Pakistan's ISI may be behind the derailment of the Indore-Patna Express train near Kanpur that claimed 140 lives and the failed attempt last year to blow up goods and passenger trains near Ghorasahan station in Bihar, police said on Tuesday. East Champaran Superintendent of Police Jitendra Rana said Moti Paswan, one of three criminals arrested in the district recently, confessed during interrogation that the Inter-Services Intelligence (ISI) had planned the derailment of Indore-Patna Express in November last year.
The Delhi High Court on Tuesday asked Malvinder Singh and Shivinder Singh, former promoters of Ranbaxy Laboratories, to abide by their previous undertaking and ensure the penalty that the Singapore Tribunal had awarded in favour of Daiichi remained secured, pending the ongoing proceedings before the court. This followed a submission by the Singh brothers to the court that capital infusion was necessary to run the multi-million dollar company.

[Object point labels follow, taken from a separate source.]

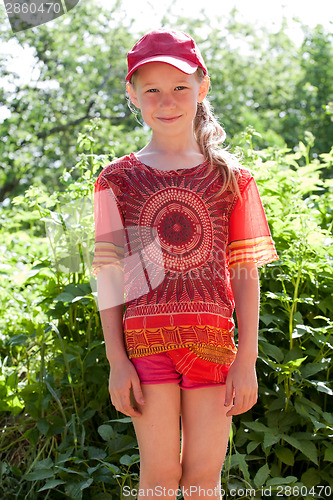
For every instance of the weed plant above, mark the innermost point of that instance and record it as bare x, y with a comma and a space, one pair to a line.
60, 436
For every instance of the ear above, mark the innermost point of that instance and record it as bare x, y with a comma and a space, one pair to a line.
204, 87
132, 94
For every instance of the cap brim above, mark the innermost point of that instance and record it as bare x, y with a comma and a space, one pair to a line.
184, 66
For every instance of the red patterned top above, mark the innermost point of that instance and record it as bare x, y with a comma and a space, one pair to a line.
176, 237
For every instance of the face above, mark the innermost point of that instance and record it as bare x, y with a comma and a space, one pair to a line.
167, 97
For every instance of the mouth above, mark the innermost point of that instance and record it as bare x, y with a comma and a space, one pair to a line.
169, 119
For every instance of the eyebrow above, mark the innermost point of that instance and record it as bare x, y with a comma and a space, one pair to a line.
156, 84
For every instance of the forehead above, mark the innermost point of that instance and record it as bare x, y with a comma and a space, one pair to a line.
157, 71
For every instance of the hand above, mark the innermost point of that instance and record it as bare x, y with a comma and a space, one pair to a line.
241, 387
125, 388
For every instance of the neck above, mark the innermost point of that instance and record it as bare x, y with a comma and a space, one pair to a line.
179, 145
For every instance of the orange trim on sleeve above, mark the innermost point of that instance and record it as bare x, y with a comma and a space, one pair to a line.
260, 250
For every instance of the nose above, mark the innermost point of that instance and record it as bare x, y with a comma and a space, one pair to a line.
167, 101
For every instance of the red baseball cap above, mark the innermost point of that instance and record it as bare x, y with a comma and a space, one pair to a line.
171, 47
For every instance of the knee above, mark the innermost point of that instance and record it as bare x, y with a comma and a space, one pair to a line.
204, 475
163, 474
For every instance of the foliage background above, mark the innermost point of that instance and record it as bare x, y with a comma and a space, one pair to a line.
60, 436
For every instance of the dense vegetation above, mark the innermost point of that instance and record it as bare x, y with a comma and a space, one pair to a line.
60, 436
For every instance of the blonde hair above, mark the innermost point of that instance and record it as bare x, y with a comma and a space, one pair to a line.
209, 135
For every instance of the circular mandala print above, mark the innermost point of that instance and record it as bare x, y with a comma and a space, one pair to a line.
175, 230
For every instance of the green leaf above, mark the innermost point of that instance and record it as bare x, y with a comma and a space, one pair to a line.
261, 476
270, 439
285, 455
51, 484
39, 474
96, 453
311, 478
276, 481
308, 448
328, 456
106, 432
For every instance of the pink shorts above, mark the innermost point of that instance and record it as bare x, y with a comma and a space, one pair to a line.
161, 369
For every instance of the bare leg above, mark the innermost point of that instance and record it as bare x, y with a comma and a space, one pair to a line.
205, 433
158, 435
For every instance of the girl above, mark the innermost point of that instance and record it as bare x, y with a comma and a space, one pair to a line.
180, 231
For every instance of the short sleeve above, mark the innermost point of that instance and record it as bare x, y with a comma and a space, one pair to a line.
249, 235
109, 226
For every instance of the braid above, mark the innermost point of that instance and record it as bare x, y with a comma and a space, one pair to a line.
209, 134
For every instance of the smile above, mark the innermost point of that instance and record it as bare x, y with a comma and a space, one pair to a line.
168, 119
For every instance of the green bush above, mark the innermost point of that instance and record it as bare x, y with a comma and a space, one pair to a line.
61, 438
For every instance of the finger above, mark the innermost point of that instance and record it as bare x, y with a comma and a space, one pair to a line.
137, 393
229, 393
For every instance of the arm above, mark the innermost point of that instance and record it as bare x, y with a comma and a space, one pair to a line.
124, 383
241, 384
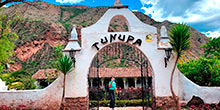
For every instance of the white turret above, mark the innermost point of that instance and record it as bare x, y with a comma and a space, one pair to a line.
117, 3
73, 44
163, 32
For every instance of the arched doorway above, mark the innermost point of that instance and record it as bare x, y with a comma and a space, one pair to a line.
118, 59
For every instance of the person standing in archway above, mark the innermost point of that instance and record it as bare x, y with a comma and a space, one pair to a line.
112, 89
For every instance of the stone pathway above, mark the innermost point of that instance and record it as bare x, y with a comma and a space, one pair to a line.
120, 108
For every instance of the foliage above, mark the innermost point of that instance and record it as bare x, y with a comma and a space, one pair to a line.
72, 10
202, 71
19, 80
212, 48
123, 94
55, 57
7, 38
118, 103
179, 38
65, 64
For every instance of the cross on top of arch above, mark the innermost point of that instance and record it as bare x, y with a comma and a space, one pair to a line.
117, 3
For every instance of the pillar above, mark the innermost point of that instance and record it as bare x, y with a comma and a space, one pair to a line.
102, 83
135, 82
91, 82
124, 82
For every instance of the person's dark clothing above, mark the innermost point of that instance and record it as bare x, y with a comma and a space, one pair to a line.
112, 98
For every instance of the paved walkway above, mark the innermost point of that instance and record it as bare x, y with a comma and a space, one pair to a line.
120, 108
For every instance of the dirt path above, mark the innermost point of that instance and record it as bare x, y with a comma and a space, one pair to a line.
120, 108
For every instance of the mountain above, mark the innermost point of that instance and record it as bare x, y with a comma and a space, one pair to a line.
44, 25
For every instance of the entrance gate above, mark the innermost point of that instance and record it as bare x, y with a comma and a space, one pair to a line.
129, 54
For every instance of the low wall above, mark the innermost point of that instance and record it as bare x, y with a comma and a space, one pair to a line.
48, 98
189, 89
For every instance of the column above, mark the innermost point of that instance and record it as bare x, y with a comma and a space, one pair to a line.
91, 81
135, 82
124, 82
102, 83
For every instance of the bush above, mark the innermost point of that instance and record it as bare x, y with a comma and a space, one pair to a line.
19, 80
203, 71
118, 103
123, 94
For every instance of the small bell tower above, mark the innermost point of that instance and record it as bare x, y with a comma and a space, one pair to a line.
117, 3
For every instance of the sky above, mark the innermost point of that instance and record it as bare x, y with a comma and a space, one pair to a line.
203, 15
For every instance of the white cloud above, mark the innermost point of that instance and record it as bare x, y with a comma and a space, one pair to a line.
203, 15
135, 10
212, 34
69, 1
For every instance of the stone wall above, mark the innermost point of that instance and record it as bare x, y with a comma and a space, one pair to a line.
165, 102
42, 99
79, 103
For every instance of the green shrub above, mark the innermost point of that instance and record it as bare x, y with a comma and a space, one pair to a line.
202, 71
118, 103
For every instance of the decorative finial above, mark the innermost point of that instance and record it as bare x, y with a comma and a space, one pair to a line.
74, 33
117, 3
163, 31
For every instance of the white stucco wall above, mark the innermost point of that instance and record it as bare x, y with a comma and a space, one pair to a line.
190, 89
43, 99
78, 86
139, 30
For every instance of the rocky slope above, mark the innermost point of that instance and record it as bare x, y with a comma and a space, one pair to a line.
45, 25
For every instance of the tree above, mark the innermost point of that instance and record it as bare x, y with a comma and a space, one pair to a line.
65, 65
7, 38
179, 40
212, 48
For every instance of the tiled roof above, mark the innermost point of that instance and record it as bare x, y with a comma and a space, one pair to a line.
116, 72
51, 73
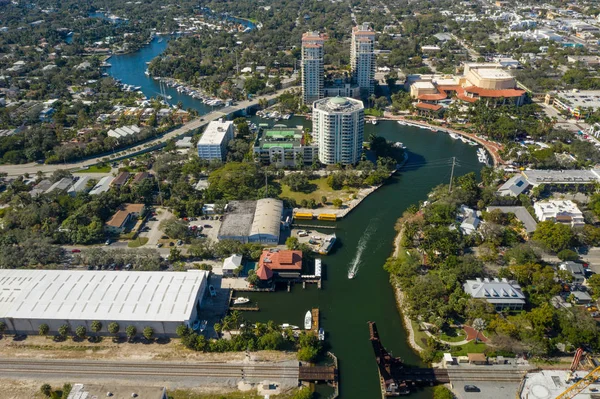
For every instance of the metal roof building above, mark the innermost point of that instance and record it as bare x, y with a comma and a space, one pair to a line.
252, 221
161, 300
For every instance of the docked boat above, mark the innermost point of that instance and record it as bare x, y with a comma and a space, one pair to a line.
240, 301
286, 325
308, 320
203, 325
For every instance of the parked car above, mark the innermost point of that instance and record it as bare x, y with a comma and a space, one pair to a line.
472, 388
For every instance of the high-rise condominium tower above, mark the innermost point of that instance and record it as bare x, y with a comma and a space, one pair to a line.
312, 67
362, 58
338, 129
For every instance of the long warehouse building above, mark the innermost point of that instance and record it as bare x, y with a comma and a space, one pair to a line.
161, 300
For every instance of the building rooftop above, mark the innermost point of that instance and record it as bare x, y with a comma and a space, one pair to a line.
215, 132
537, 177
495, 291
96, 391
99, 295
521, 213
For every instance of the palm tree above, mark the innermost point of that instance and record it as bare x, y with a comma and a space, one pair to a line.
479, 325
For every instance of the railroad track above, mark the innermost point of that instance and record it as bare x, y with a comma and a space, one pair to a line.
12, 366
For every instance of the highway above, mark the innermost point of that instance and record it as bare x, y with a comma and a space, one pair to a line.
25, 368
200, 122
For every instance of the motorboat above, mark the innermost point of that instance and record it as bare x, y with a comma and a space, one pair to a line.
308, 320
286, 325
203, 325
321, 334
240, 301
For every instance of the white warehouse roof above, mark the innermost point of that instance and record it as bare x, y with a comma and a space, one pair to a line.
99, 295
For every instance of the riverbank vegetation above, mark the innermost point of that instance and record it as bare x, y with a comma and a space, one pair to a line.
437, 256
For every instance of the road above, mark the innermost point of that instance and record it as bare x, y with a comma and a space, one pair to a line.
33, 168
80, 369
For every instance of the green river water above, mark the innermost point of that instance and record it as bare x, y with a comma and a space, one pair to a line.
366, 237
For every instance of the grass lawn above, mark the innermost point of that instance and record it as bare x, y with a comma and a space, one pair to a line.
185, 394
470, 347
96, 169
420, 336
321, 189
138, 242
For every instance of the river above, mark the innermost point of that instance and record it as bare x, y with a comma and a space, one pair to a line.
365, 237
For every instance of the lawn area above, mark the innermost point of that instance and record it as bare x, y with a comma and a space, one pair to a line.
138, 242
470, 347
96, 169
185, 394
454, 335
321, 189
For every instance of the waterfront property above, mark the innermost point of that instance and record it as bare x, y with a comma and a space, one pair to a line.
503, 294
560, 211
283, 264
338, 129
284, 147
161, 300
213, 142
252, 221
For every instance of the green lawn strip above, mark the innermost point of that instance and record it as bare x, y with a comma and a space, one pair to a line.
138, 242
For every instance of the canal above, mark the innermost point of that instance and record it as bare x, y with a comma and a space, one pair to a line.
365, 237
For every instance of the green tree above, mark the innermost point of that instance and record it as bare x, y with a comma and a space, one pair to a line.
43, 329
63, 330
46, 390
148, 333
131, 332
113, 328
555, 236
81, 332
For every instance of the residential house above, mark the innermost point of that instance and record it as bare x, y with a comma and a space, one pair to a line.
576, 270
119, 220
560, 211
231, 264
283, 263
503, 294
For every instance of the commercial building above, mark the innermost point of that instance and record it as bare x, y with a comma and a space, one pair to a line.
118, 222
284, 147
161, 300
252, 221
560, 211
116, 391
503, 294
362, 58
338, 130
578, 103
312, 67
480, 81
284, 264
213, 143
102, 186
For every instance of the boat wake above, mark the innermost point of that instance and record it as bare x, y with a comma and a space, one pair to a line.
362, 244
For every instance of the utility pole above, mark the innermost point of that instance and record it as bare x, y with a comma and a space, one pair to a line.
452, 174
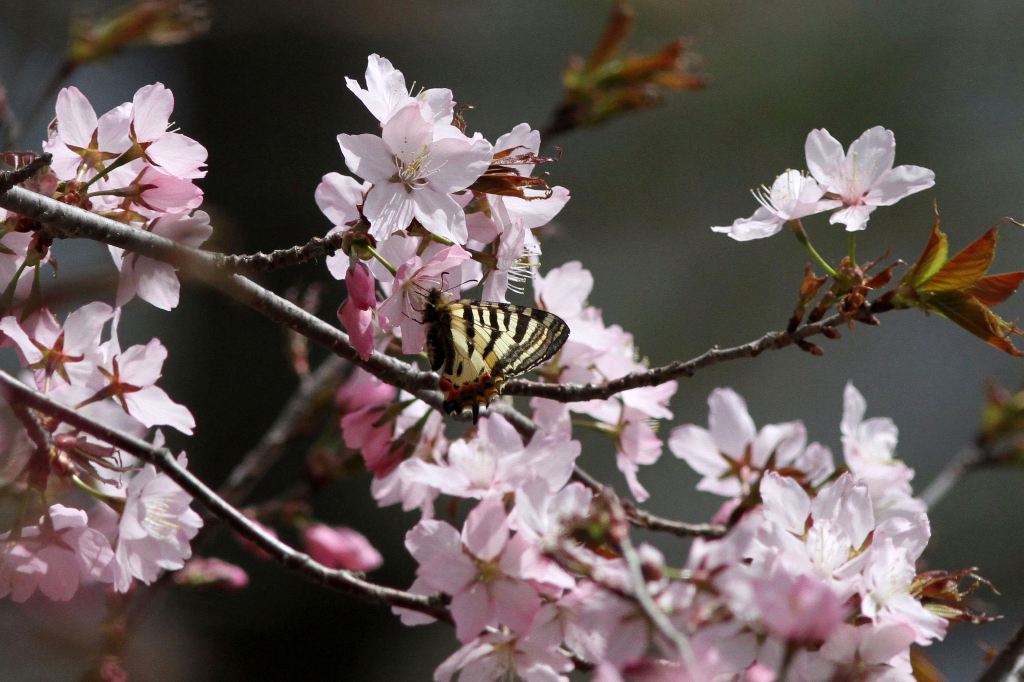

A court will pronounce on Wednesday its verdict in the case under Arms Act against actor Salman Khan. This is one of the four cases against the actor. While the Rajasthan High Court has acquitted him in two cases of poaching of chinkara, trial in the third case of alleged poaching of two blackbucks is on. Khan and his sister Alveera arrived Jodhpur on Tuesday (January 17) evening. He will be appearing in the court of the Chief Judicial Magistrate.